Weil die Lords unruhig werden, lässt sich Henry von seinem Berater William Gascoigne (Sean Harris) dazu ermutigen, Frankreich den Krieg zu erklären. Gemeinsam mit seiner Armee, unter dem Kommando seines langjährigen Vertrauten John Falstaff (Edgerton), bricht er nach Frankreich auf. Dort trifft er nicht nur auf den anmaßenden Dauphin (Robert Pattinson), Sohn des französischen Königs, und die tiefsinnige Prinzessin Catherine (Lily-Rose Depp), sondern wird auch mit seinem eigenen Gemüt konfrontiert. Denn der sonst so friedliebende Geist des jungen Mannes hat selber einige irrationale, brutale Tendenzen entwickelt.
Ambitioniert ist The King durchaus. Aber er macht trotz seiner literarischen Wurzeln keine dramatischen Höhenflüge.
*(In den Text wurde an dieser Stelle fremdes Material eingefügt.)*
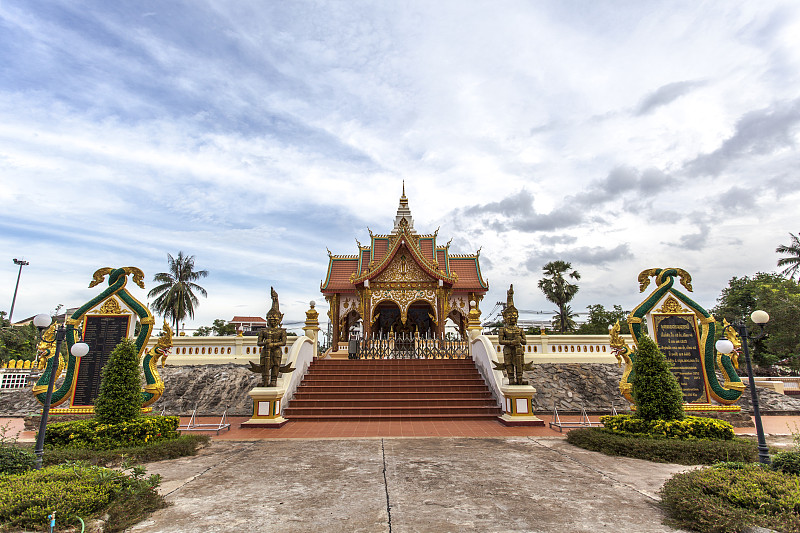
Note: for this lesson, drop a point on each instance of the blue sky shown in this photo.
(617, 135)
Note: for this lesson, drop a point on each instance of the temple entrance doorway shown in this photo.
(420, 319)
(386, 319)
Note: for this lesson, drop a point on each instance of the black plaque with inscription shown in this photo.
(102, 333)
(676, 336)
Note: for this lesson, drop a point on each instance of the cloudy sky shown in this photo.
(617, 135)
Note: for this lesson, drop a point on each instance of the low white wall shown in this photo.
(300, 356)
(566, 348)
(215, 350)
(484, 355)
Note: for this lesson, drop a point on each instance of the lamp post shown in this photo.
(725, 346)
(21, 264)
(79, 349)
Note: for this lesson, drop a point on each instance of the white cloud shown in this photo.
(254, 135)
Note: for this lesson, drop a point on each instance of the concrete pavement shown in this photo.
(532, 484)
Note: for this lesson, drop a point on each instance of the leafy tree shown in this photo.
(202, 331)
(220, 328)
(174, 297)
(656, 391)
(792, 263)
(600, 319)
(557, 289)
(565, 320)
(120, 397)
(778, 296)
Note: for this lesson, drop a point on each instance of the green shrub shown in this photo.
(73, 489)
(690, 427)
(656, 392)
(687, 452)
(152, 451)
(14, 460)
(26, 499)
(721, 498)
(120, 398)
(91, 433)
(787, 462)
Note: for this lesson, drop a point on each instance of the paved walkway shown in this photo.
(399, 485)
(773, 425)
(371, 477)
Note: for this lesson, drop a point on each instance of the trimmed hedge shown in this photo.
(92, 434)
(687, 452)
(730, 497)
(183, 446)
(14, 460)
(690, 427)
(787, 462)
(74, 489)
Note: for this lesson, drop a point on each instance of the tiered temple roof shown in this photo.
(461, 272)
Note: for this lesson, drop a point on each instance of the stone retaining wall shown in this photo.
(212, 388)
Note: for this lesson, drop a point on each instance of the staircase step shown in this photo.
(360, 412)
(391, 389)
(381, 394)
(390, 417)
(347, 388)
(394, 402)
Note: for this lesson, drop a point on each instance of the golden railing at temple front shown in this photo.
(412, 346)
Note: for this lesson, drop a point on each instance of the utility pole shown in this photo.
(21, 264)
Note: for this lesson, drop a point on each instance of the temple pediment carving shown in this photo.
(401, 282)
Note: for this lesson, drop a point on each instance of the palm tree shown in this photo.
(565, 320)
(791, 263)
(175, 297)
(557, 289)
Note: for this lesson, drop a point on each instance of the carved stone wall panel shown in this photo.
(460, 303)
(404, 298)
(403, 269)
(347, 304)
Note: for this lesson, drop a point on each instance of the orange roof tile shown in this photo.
(441, 259)
(380, 246)
(364, 260)
(339, 273)
(248, 319)
(468, 275)
(426, 245)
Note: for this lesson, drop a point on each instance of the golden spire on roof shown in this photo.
(403, 217)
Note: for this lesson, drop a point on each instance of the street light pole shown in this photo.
(78, 350)
(21, 264)
(726, 346)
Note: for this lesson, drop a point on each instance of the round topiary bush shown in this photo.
(656, 392)
(15, 460)
(120, 398)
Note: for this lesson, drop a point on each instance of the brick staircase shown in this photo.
(392, 389)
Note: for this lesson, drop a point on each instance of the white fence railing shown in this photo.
(484, 355)
(300, 356)
(566, 348)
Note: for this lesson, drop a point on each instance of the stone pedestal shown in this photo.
(518, 407)
(267, 404)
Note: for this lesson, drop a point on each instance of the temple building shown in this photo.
(403, 282)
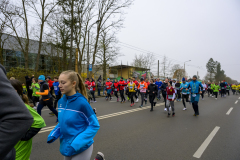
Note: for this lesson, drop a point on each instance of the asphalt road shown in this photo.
(130, 133)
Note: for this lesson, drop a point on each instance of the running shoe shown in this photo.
(100, 156)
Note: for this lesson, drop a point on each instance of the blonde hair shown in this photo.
(74, 76)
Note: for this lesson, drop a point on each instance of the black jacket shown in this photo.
(152, 88)
(15, 119)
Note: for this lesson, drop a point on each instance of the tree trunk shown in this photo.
(71, 47)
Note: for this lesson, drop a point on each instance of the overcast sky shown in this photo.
(195, 30)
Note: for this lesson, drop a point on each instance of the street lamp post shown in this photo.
(184, 67)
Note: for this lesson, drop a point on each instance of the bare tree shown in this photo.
(108, 51)
(107, 9)
(166, 66)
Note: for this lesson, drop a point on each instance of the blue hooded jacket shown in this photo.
(195, 86)
(184, 86)
(159, 84)
(77, 125)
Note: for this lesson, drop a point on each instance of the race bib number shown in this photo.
(170, 96)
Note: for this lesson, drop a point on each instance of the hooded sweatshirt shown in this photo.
(77, 125)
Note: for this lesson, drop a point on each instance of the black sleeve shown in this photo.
(30, 133)
(45, 87)
(15, 119)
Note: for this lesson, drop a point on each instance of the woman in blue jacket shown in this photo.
(78, 123)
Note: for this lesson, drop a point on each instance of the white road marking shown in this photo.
(202, 148)
(46, 129)
(229, 111)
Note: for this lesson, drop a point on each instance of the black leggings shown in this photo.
(185, 96)
(164, 97)
(131, 94)
(122, 95)
(115, 93)
(223, 92)
(151, 100)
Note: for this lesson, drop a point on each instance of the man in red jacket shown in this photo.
(122, 85)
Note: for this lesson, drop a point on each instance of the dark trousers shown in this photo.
(35, 99)
(56, 100)
(164, 97)
(203, 92)
(178, 94)
(49, 104)
(115, 93)
(122, 95)
(93, 95)
(185, 96)
(151, 100)
(195, 107)
(223, 92)
(99, 90)
(131, 94)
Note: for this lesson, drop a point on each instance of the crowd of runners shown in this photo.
(70, 96)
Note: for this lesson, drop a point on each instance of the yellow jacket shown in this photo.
(131, 87)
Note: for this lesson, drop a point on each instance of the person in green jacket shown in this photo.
(35, 88)
(216, 88)
(24, 146)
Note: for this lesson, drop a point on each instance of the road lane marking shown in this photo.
(46, 129)
(207, 141)
(229, 111)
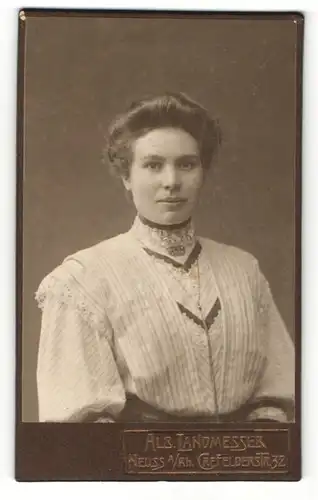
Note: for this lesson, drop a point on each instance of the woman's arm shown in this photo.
(275, 390)
(77, 376)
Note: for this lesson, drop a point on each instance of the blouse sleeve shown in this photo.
(274, 395)
(77, 376)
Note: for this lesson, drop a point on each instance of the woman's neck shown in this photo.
(175, 240)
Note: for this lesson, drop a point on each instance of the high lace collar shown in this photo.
(176, 240)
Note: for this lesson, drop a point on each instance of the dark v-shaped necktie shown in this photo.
(211, 316)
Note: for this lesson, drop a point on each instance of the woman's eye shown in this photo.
(187, 165)
(153, 165)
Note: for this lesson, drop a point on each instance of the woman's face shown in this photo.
(165, 175)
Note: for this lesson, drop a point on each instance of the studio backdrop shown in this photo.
(79, 73)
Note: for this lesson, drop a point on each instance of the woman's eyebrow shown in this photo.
(153, 157)
(189, 156)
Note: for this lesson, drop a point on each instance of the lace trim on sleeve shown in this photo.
(69, 291)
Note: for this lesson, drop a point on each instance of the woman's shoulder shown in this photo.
(226, 253)
(80, 274)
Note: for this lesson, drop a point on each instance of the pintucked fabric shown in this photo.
(112, 325)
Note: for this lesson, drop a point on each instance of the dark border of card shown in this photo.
(118, 452)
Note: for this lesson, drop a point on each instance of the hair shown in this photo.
(175, 110)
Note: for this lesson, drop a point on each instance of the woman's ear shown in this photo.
(127, 183)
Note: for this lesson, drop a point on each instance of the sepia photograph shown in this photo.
(159, 173)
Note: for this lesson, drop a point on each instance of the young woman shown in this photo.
(158, 323)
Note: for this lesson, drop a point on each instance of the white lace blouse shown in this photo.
(118, 319)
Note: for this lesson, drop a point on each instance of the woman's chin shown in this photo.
(169, 218)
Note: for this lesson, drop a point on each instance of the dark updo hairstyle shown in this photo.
(167, 110)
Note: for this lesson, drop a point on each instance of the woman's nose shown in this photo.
(170, 177)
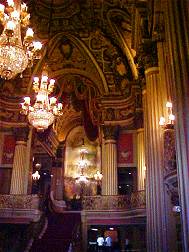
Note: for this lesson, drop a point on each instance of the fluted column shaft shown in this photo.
(156, 220)
(141, 167)
(58, 173)
(109, 181)
(177, 36)
(19, 179)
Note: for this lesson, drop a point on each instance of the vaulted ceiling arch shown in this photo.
(66, 54)
(112, 15)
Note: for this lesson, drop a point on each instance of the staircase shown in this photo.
(58, 234)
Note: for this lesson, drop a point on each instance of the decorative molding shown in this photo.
(110, 132)
(119, 202)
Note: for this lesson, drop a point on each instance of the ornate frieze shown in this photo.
(21, 133)
(49, 141)
(110, 132)
(10, 113)
(169, 150)
(118, 202)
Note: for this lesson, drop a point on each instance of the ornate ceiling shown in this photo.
(88, 49)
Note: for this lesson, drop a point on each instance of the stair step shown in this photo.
(58, 234)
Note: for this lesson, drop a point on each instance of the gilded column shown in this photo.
(18, 179)
(109, 180)
(141, 166)
(58, 173)
(155, 202)
(177, 37)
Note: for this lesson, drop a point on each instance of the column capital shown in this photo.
(110, 132)
(21, 134)
(147, 55)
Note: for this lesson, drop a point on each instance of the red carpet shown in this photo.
(58, 234)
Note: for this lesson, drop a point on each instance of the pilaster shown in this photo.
(18, 180)
(109, 180)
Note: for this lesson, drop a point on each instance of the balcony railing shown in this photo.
(115, 202)
(20, 207)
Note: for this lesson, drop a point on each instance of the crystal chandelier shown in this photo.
(82, 164)
(15, 54)
(44, 110)
(98, 176)
(36, 175)
(170, 117)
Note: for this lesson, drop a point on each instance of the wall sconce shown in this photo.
(169, 120)
(98, 176)
(36, 175)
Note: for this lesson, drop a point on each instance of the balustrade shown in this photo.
(115, 202)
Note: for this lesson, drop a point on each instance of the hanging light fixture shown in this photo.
(82, 164)
(170, 119)
(36, 175)
(15, 54)
(44, 110)
(98, 176)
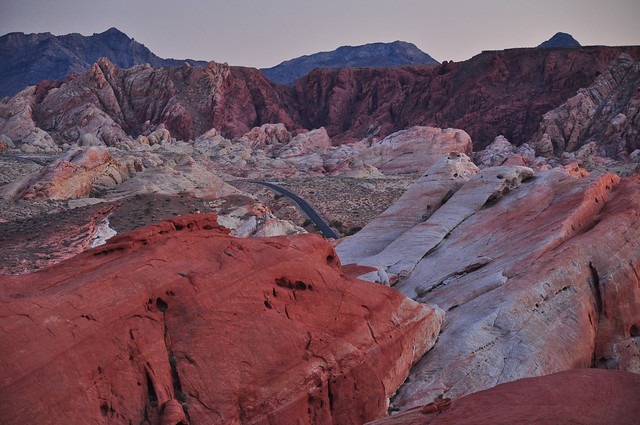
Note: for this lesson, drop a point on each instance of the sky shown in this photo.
(264, 33)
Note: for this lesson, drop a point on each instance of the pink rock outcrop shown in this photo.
(537, 275)
(493, 93)
(178, 322)
(70, 176)
(605, 113)
(580, 396)
(414, 150)
(115, 104)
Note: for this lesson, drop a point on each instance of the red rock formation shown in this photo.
(503, 92)
(112, 103)
(493, 93)
(179, 322)
(580, 396)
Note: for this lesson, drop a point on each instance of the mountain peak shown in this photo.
(560, 39)
(372, 55)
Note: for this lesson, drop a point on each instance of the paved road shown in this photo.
(305, 207)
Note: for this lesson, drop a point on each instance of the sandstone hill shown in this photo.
(512, 249)
(373, 55)
(180, 323)
(27, 59)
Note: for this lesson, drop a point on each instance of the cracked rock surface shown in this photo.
(178, 322)
(537, 275)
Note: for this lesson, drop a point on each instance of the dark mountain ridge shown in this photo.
(561, 39)
(372, 55)
(27, 59)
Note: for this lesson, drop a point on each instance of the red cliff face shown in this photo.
(493, 93)
(178, 322)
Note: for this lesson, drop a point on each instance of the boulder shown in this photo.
(579, 396)
(179, 320)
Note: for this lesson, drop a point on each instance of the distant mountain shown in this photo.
(27, 59)
(561, 39)
(374, 55)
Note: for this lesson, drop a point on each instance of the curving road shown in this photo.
(305, 207)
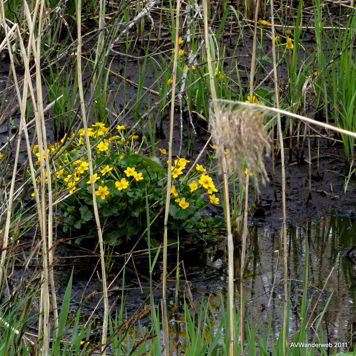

Handlungsbögen, Kameraeinstellungen, Ausstattungen und Moral – man hat das alles irgendwie schon mal wo besser gesehen. Im Sinne der Zeitgeist Appropriation ist der Held auch kein aggressiver Feldherr mehr, sondern ein Pazifist, der durch Intrigen anderer in einen Krieg getrieben wird. Die Frage, wie Kriege entstehen, wer daran schuld ist, wäre ein spannendes Thema um tiefer zu graben. Einen zaghaften Versuch startet der Film auch, als er Depps Figur analysieren lässt, welche Mächte diesen Feldzug eigentlich entstehen ließen. Letztendlich machen es sich Michôd und Edgerton aber zu bequem. Sie spitzen ihre Argumente auf den Gebrauch eines personifizierten Bösewichtes zu.
Die Fusion der Geschichte zweier Könige hat schon zu Beginn das Problem, dass der Zuschauer in etablierte Konflikte mit im weiteren Verlauf nur peripher auftauchenden Figuren hineingeworfen wird. So wie der letzte Teil von Henry IV den Auftakt des Films bildet, so fühlt sich auch die erste halbe Stunde etwas überladen an. Denn er erzählt eine gänzlich andere Geschichte.
Das Problem betrifft auch die Darsteller selbst. Pattinson, Mendelsohn, Depp, Chapman, Tom Glynn-Carney als Rebell gegen die englische Krone und Thomasin McKenzie als Henrys Schwester werden als Figuren nicht ausgeschöpft. Gerade in Hinsicht auf Pattinson als einen wichtigen Gegenspieler fühlt sich seine Präsenz zu bruchstückhaft an. Harris und Edgerton machen als Mitglieder des zentralen Figurentrios eine passable Figur, auch wenn es manchmal schwerfällt, Edgerton den wohlbeleibten, trink- und raufsüchtigen Soldaten abzunehmen. Chalamet bringt eine verletzliche Intensität zu Henry, die aber oft etwas fehlplatziert wirkt, was ihm zum schwächsten Glied dieser Kette macht.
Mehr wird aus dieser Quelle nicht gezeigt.